20.07.2009 17:58 |

Erdrutsch-Drama

Weitere Abbrüche an Seeufer drohen

Nach dem verheerenden Erdrutsch im deutschen Nachterstedt drohen an der Unglücksstelle weitere Abbrüche. "Über Nacht wurden neue Risse entdeckt", sagte der Sprecher der Lausitzer und Mitteldeutschen Bergbau-Verwaltungsgesellschaft (LMBV), Uwe Steinhuber, am Montag. Diese reichen bis zur nächsten Häuserreihe. Für die Vermissten, die in dem ehemaligen Bergbaugebiet in Sachsen-Anhalt mitsamt ihren Häusern in den Abgrund gerissen worden waren, gibt es keine Hoffnung mehr. In der Nacht zum Montag hatten die Rettungskräfte mit hochauflösenden Wärmekameras und Nachtsichtgeräten nach den drei Vermissten gesucht. Es wurden jedoch keine Lebenszeichen entdeckt.

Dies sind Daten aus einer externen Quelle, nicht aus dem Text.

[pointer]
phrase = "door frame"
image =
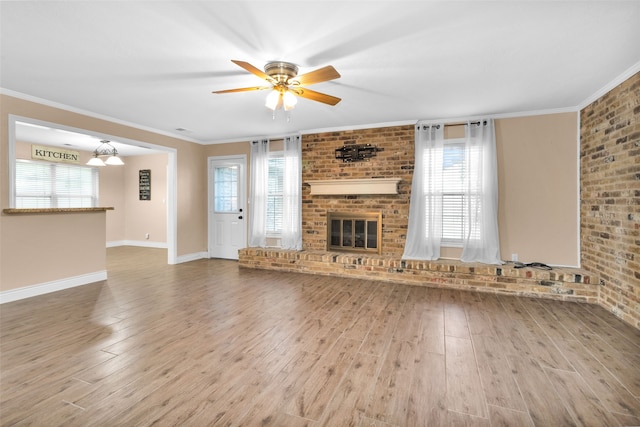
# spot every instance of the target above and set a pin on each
(242, 192)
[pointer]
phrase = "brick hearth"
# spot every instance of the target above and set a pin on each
(560, 283)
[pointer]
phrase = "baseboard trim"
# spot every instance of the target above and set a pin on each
(140, 243)
(53, 286)
(191, 257)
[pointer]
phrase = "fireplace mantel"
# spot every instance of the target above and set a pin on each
(354, 186)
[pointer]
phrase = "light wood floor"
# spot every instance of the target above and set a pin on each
(206, 343)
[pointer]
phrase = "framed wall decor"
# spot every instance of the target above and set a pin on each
(144, 180)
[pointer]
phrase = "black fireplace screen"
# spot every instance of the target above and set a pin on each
(356, 232)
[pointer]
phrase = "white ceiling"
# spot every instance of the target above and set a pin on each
(154, 63)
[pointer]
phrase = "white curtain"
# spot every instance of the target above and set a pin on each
(481, 241)
(424, 233)
(258, 188)
(291, 237)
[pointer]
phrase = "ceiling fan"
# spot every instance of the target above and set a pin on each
(286, 84)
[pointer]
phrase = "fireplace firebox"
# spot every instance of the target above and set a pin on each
(354, 232)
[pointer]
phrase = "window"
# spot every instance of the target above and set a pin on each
(455, 197)
(275, 193)
(55, 185)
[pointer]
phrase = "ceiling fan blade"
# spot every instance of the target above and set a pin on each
(316, 96)
(242, 89)
(320, 75)
(253, 70)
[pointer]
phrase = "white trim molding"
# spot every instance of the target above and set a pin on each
(354, 186)
(192, 257)
(53, 286)
(140, 243)
(611, 85)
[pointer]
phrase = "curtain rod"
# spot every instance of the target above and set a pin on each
(464, 124)
(459, 124)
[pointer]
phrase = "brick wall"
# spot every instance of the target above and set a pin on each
(610, 197)
(395, 161)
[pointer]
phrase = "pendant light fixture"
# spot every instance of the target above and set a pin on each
(105, 149)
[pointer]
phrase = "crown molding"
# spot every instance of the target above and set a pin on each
(35, 99)
(611, 85)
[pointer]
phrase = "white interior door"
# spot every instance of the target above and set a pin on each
(227, 210)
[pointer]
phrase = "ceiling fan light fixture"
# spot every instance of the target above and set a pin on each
(289, 100)
(273, 99)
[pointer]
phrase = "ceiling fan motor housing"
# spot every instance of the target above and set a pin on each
(281, 72)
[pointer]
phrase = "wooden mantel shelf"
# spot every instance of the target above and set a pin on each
(55, 210)
(354, 186)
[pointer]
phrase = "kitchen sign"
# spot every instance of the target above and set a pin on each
(52, 154)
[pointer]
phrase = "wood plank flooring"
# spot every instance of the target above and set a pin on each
(207, 343)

Am Samstag hatte ein gewaltiger Erdrutsch zwei Häuser mehr als 100 Meter in die Tiefe gerissen und eine 48-jährige Frau und zwei Männer im Alter von 50 und 51 Jahren begraben. Die Erde brach auf einer Länge von mehreren hundert Meter weg und stürzte in einen angrenzenden See. Das Gebiet wurde zur Katastrophenregion erklärt. Am Montagmittag versuchte die Bundeswehr, die Unglücksstelle von der Seeseite zu erreichen, auch das Technische Hilfswerk war mit modernsten Ortungsgeräten im Einsatz, um die verschütteten Häuser zu orten.

Rückkehr der Bewohner wohl unmöglich
Nach dem Auftreten der neuen Risse drohen vor allem bei starkem Regen weitere Erdabbrüche. Da die Risse bis zur nächsten Häuserreihe reichen, scheint eine Rückkehr der Hausbewohner unmöglich zu sein. Am Sonntagabend hatten Bewohner persönliche Dinge aus ihren gesperrten Häusern holen können. Unter Begleitung von Rettungskräften durften sie für eine halbe Stunde erstmals seit dem Unglück ihre einsturzgefährdeten Häuser wieder betreten.

Uwe Steinhuber kündigte die Einrichtung eines Kontaktbüros der LMBV für unbürokratische und schnelle Hilfe an. Zur Unglücksursache könne man noch nichts Genaues sagen, dafür müsse man die Auswertung der Daten in den kommenden Wochen und Monaten abwarten. Steinhuber vermutet jedoch eine Kombination mehrerer Faktoren als Ursache. Es könne an der Böschung selbst oder am Altbergbau in der Böschung gelegen haben. "Außerdem könnte der steigende Wasserstand als Ursache in Frage kommen", sagte der LMBV-Sprecher.

Haus stand 120 Meter vom Seeufer entfernt
Bei dem Gewässer - dem Concordia-See - handelt es sich um ein geflutetes Tagebau-Restloch. Der Braunkohle-Abbau in der etwa 2.000 Einwohner zählenden Gemeinde war 1991 eingestellt worden. Die ehemalige Tagebaugrube in dem Ort rund 50 Kilometer südwestlich von Magdeburg wird derzeit geflutet. Der See ist ein beliebtes Ziel von Wassersportlern. Das komplett zerstörte Doppelhaus stand rund 120 Meter vom Seeufer entfernt.

In der Region rund 50 Kilometer südwestlich von Magdeburg wurde von 1865 bis 1990 Braunkohle abgebaut, zunächst unter Tage, später dann im Tagebauverfahren.